Iris goes into labor and undergoes an emergency cesarean section; her son Gregory is born healthy. Fox disappears to retrieve supplies from a prearranged hidden cache, including passports, a gun, and a disguise. Ruth discovers that the KGB has secretly searched Sasha's apartment, and Sasha has relapsed, leaving the Digbys' eldest son, 11-year-old Kip, to care for his siblings. Meanwhile, Lyudmila has Orlovsky's teenage daughter kidnapped and, through coercion, confirms Fox's identity as an intelligence operative.
Ruth bullies the Soviet officials into transferring Iris to a clinic near Riga, Latvia. Fox reveals to Ruth that after the war, FBI Director J. Edgar Hoover tasked him to work independently outside any agency to root out Soviet moles in Western intelligence. On the train, Ruth drugs the KGB handler's tea and slips off with Iris at the small Latvian town of Ogre. Fox arrives in a stolen KGB car with the Digby children and Sasha locked in the trunk. They drive toward the Baltic coast but are captured and brought to a military facility.
There, Lyudmila interrogates Sasha, who insists he was kidnapped. She presents evidence linking the operation to Honeysuckle Cottage and the code name ASCOT. Sasha recalls discovering a hidden radio receiver in his desk and is devastated by the implication: Iris has been the counterspy all along, conducting espionage under his nose for four years. He agrees to cooperate but possesses little useful intelligence because he never knew the details of his wife's operation.
Lyudmila's hand is forced by her daughter Marina, who attends the same school as the Digby children. Marina tracks the prisoners to the facility and shoots a guard trying to free them. The general warns that Marina's crime carries severe consequences. Lyudmila visits the badly injured Fox in his cell and makes him a proposition whose terms remain unrevealed. On the beach at twilight, she lines up the prisoners before armed guards and announces the penalty for treason is death. After a paralyzing silence, she adds: "or exile." Behind them, two men and a rowboat wait on the sand.

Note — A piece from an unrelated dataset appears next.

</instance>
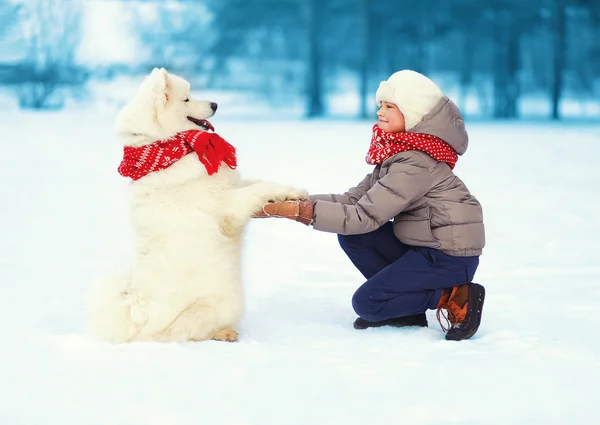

The group rows to a fishing trawler, where Philip Beauchamp hauls Iris aboard. Ruth grasps how the intelligence Iris gathered over four years in Moscow was smuggled out: It was hidden in Gregory's soiled diaper bag, invisible because no one would search a baby's diapers, and no one imagined a housewife could be the spy.
In the final chapter, Iris recovers at Honeysuckle Cottage. She reveals to Ruth that after Philip was shot, she volunteered to defect with Sasha and become the counterspy herself, arguing that her invisibility as a mother made her the perfect agent. Philip arrives with a telegram: Fox has been found alive in Berlin. Ruth races to meet the evacuation flight, while Philip assures Iris that Fox will live, because he has something to live for.